# Record Price for this Schwinn item?



## bobcycles (Jan 6, 2018)

Someone made a strong offer.....

It's funny.....looking at collectible bicycle stuff on eBay... I see BMX handlebars,
hub sets from the 80's bringing this kind of money...

I think these bars are undervalued.... there is no comparison in scarcity and
pedigree to something like a 1930s Autocycle console and BMX parts from 
the 80s.......

Maybe the Cross bars speedos should be 10,000.00 and this was a wholesale buy...
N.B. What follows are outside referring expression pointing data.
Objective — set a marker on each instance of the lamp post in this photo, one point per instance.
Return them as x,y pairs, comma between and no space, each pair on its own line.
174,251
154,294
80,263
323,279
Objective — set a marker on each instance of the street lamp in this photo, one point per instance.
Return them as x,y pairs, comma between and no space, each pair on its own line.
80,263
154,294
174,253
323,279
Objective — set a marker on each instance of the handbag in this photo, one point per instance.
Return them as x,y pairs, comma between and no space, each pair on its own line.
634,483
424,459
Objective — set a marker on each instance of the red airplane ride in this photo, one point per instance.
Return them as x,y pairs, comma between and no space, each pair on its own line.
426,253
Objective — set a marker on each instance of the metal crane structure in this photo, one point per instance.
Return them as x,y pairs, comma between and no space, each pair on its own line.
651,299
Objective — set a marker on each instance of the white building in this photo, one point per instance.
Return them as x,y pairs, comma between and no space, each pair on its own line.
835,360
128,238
http://rover.ebay.com/rover/1/711-5...0001&campid=5335809022&icep_item=142645800498


----------



## detroitbike (Jan 6, 2018)

Sold too cheap ...


----------



## tripple3 (Jan 7, 2018)

archived....
*SCHWINN SPEEDOMETER MOTORBIKE B6 EXCELSIOR -Antique Vintage*
*Seller information*
c210k (3106 )
100% Positive feedback
Item condition:
Used
Ended:
Jan 05, 2018 , 4:23PM
Price:
US $3,200.00


----------



## frampton (Jan 7, 2018)

Nice


----------



## WES PINCHOT (Jan 7, 2018)

COULD THIS BE A REPRO HOUSING WITH AN ORIGINAL SPEEDO?


----------



## catfish (Jan 7, 2018)

Good question....


WES PINCHOT said:


> COULD THIS BE A REPRO HOUSING WITH AN ORIGINAL SPEEDO?


----------



## cyclingday (Jan 7, 2018)

It had been listed for a buy it now at just shy of 4K, so I thought it might linger around awhile, and the next time I went to look at it, the auction had ended at $3,200.00
Nice complete kit!


----------



## barneyguey (Jan 7, 2018)

bobcycles said:


> Someone made a strong offer.....
> 
> It's funny.....looking at collectible bicycle stuff on eBay... I see BMX handlebars,
> hub sets from the 80's bringing this kind of money...
> ...



I think he looked at the odometer reading and then rounded it down to a nice round 3200!


----------



## Kickstand3 (Jan 7, 2018)

Iv seen this item looked like the real deal to me . This guy is a straight shooter. You won’t find a better person. 



Sent from my iPhone using Tapatalk Pro


----------



## Bikermaniac (Jan 10, 2018)

I think that was a fair price.


----------